Saturday, January 25, 2014

The Right to Defend

Many of us take for granted the right to defend ourselves against random acts of violence.   Not all of us have that right.  In the state of Maryland it is nearly impossible for a citizen to get a carry permit.  In the neighboring  Commonwealth of Virginia most malls have posted policies (in ¼” print) prohibiting firearms. 

A few hours ago (Sat, 1/25/14) a gunman opened fire at the Columbia Mall in Maryland, killing at least 2, the police are still sorting thing out.  The unimaginable terror, the impact on first responders, the lives lost and families who will never be the same.  This isn’t the first, and I fear not the last, time this kind of tragedy will happen. 

Disarming citizens is not the answer, but neither is allowing anyone to possess a firearm.  Education, training, background checks, mental health care…there are many factors.  Details will emerge, but a lawfully armed citizen could have made a difference…but they never had a chance.

There are no easy answers, but we must do better than the bans on guns. 

1 comment:

  1. The only thing wrong with your post is the presumption that we are "allowed" to have this right.
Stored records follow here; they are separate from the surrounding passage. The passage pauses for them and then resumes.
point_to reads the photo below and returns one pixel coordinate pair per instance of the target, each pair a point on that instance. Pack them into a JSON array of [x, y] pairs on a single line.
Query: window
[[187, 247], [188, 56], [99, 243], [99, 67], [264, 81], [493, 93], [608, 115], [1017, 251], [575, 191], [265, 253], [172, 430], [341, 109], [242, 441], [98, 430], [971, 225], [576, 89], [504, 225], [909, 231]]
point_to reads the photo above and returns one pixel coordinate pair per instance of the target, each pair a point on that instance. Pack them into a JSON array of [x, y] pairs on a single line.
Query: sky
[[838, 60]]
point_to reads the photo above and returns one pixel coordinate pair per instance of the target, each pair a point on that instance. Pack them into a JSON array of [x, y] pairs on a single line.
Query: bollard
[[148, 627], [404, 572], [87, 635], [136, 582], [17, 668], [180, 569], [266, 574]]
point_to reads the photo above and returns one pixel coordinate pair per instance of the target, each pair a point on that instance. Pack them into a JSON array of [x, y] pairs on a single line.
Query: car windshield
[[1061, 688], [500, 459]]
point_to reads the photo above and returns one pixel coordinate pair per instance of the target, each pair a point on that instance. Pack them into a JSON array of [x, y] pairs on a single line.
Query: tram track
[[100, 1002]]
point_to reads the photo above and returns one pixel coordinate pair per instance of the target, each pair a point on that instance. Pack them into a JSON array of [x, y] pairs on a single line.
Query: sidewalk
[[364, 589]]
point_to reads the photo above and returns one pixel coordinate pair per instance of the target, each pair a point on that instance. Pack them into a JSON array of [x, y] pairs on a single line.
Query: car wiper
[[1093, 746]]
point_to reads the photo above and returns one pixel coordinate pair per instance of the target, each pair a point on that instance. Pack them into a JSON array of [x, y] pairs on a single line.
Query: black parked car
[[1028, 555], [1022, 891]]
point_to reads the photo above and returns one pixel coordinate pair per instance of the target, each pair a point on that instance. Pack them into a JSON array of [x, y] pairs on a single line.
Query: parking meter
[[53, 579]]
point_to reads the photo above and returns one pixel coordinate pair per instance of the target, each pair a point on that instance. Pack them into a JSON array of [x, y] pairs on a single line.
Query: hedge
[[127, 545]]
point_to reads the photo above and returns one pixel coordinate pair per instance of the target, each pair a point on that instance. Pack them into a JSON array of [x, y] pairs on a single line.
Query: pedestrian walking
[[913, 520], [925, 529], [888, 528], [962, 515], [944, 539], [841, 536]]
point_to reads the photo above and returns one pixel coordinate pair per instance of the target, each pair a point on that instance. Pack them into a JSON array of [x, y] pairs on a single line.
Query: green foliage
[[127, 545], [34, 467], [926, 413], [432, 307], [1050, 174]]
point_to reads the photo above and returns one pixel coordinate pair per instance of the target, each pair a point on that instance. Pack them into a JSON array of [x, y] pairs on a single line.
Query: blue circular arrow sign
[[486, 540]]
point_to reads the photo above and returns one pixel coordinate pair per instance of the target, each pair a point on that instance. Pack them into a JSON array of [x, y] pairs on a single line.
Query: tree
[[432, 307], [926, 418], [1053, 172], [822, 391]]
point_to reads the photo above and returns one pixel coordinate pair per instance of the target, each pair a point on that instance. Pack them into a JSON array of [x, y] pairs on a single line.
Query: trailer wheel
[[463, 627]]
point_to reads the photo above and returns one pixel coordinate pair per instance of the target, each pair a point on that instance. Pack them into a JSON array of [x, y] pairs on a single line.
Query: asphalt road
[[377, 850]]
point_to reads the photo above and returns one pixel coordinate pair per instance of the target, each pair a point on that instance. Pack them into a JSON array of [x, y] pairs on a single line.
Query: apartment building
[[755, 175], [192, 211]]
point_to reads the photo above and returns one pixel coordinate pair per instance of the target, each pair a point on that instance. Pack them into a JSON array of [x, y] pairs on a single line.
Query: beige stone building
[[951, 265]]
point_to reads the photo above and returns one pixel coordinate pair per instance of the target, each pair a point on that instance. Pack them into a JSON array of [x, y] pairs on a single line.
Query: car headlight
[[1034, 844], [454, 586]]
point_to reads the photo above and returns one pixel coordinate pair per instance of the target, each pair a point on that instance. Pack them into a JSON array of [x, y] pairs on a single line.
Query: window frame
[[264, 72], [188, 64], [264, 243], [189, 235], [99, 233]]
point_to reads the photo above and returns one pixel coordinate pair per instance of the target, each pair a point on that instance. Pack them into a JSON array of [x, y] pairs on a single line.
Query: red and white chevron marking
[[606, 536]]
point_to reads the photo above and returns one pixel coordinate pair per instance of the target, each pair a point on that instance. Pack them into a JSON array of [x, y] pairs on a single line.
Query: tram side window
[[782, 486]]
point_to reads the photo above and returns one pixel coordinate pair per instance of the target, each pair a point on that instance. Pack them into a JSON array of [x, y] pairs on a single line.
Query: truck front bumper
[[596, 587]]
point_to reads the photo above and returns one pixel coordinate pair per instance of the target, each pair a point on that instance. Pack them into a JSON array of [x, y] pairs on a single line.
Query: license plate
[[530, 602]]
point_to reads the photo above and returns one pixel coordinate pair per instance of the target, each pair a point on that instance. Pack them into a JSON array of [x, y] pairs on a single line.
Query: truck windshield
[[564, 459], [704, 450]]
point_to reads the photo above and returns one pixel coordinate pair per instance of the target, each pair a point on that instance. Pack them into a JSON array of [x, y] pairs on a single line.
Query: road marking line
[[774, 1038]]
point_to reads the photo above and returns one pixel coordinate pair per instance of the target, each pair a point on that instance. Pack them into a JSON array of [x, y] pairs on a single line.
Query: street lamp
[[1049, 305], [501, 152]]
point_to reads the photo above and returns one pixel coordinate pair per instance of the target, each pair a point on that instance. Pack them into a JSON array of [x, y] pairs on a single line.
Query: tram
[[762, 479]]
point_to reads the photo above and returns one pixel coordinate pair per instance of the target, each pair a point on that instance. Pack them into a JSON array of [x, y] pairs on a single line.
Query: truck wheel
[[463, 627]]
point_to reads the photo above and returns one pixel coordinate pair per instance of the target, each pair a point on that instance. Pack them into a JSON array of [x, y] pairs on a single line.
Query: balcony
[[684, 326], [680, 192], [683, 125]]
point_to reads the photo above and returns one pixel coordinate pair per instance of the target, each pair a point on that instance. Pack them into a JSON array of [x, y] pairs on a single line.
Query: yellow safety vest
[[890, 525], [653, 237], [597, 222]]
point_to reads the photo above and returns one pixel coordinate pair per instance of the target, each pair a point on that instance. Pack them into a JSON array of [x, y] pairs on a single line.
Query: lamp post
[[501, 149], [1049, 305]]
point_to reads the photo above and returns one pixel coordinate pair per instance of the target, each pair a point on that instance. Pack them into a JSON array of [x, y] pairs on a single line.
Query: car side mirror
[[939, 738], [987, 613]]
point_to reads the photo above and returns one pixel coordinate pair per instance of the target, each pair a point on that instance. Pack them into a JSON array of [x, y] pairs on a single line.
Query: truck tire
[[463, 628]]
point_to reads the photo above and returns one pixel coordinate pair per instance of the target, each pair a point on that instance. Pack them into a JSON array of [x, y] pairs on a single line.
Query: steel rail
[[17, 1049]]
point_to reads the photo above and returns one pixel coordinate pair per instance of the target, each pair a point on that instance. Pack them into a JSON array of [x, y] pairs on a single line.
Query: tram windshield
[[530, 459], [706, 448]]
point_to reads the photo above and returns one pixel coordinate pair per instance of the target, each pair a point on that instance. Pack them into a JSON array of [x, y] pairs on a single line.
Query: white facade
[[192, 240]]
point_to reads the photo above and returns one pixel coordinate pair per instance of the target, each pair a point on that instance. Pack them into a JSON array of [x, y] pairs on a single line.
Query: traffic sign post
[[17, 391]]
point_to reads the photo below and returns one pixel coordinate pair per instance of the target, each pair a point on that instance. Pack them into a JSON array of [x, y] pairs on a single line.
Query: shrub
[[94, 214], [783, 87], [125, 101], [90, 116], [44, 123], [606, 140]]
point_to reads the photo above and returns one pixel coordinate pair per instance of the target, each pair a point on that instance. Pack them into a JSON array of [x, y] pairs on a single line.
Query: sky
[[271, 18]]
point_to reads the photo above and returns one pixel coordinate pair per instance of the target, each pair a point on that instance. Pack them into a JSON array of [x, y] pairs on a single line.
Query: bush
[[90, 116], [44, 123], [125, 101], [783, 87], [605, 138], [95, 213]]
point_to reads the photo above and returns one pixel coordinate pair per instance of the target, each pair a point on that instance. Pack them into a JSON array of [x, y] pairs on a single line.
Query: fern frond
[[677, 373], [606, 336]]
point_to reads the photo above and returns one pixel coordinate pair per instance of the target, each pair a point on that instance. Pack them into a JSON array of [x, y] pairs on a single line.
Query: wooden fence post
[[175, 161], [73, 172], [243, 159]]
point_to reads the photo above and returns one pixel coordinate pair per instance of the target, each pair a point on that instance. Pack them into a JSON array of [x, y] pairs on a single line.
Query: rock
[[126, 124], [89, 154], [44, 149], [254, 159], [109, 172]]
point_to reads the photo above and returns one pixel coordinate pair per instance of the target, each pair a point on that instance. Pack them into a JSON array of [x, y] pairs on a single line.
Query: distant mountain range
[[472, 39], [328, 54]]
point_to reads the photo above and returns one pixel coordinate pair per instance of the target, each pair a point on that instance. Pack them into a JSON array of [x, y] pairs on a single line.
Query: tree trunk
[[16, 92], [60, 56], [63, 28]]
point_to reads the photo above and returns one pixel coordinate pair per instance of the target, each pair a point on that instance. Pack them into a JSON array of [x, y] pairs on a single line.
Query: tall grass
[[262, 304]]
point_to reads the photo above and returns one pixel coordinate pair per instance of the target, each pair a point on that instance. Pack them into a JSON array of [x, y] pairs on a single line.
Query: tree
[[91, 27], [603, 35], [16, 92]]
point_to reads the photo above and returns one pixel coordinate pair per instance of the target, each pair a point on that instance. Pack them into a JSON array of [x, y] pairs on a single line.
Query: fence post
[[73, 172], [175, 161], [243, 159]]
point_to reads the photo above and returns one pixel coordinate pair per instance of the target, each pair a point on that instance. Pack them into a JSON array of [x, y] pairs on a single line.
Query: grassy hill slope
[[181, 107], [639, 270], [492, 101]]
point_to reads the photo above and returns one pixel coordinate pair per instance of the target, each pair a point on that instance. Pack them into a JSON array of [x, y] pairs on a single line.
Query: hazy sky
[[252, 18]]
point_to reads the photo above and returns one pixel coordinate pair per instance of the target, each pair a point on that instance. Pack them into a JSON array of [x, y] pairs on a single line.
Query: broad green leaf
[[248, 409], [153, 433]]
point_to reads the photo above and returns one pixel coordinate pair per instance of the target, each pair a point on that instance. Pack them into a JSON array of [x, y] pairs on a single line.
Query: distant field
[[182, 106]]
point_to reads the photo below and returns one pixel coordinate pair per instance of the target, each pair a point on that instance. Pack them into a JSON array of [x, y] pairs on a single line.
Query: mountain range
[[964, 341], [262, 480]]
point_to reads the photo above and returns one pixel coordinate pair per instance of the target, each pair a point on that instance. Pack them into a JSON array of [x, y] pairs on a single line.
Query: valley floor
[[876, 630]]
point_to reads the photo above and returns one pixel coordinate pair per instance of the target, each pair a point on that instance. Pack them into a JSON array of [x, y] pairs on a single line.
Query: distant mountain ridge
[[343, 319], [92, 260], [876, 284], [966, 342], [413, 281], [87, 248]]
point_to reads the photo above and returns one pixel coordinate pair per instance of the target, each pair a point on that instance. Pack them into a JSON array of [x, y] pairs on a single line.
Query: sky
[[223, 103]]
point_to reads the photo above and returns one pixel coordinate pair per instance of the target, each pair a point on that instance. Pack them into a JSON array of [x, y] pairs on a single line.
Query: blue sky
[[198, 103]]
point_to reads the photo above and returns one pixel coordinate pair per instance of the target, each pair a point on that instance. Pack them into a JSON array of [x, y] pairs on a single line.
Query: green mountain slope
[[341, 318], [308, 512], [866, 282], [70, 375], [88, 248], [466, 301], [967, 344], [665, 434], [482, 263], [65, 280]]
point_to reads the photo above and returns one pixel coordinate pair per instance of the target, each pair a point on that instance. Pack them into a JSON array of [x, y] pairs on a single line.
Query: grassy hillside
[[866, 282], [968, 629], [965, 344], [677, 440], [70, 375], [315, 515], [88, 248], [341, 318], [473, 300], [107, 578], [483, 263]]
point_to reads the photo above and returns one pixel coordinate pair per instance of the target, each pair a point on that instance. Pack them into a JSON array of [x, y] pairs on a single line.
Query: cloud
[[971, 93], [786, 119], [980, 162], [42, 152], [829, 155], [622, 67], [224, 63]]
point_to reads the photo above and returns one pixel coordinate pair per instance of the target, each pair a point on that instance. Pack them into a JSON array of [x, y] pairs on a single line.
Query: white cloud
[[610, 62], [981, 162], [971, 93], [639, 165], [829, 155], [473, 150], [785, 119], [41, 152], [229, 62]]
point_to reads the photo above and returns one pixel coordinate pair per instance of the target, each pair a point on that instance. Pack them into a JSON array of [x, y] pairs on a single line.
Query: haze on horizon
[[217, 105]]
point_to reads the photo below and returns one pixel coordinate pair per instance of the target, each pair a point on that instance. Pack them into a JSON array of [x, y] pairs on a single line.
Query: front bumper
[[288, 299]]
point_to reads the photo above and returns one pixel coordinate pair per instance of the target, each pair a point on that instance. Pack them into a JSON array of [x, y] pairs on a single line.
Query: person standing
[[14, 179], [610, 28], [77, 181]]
That is fundamentally incorrect. The government must, following due process, prove that an individual's right to arms should be disabled by presenting a preponderance of evidence that the individual is 1) a violent recidivist criminal or 2) dangerously unstable. Then, it is up to a court to make a ruling based upon that evidence.

    Initial background checks at retail purchase are constitutional, because they are part of interstate commerce and can be regulated, and because criminal convictions and involuntary commitments are constitutionally permissible disabling factors. The only way to discover either is by a background check, and given the fact that the NICS checks are as close to "instant" as technologically possible, they are not a material burden on peaceable people's exercise of the right.

    But they cannot be imposed on private transactions, because there is no constitutionally delegated power for the government to do so.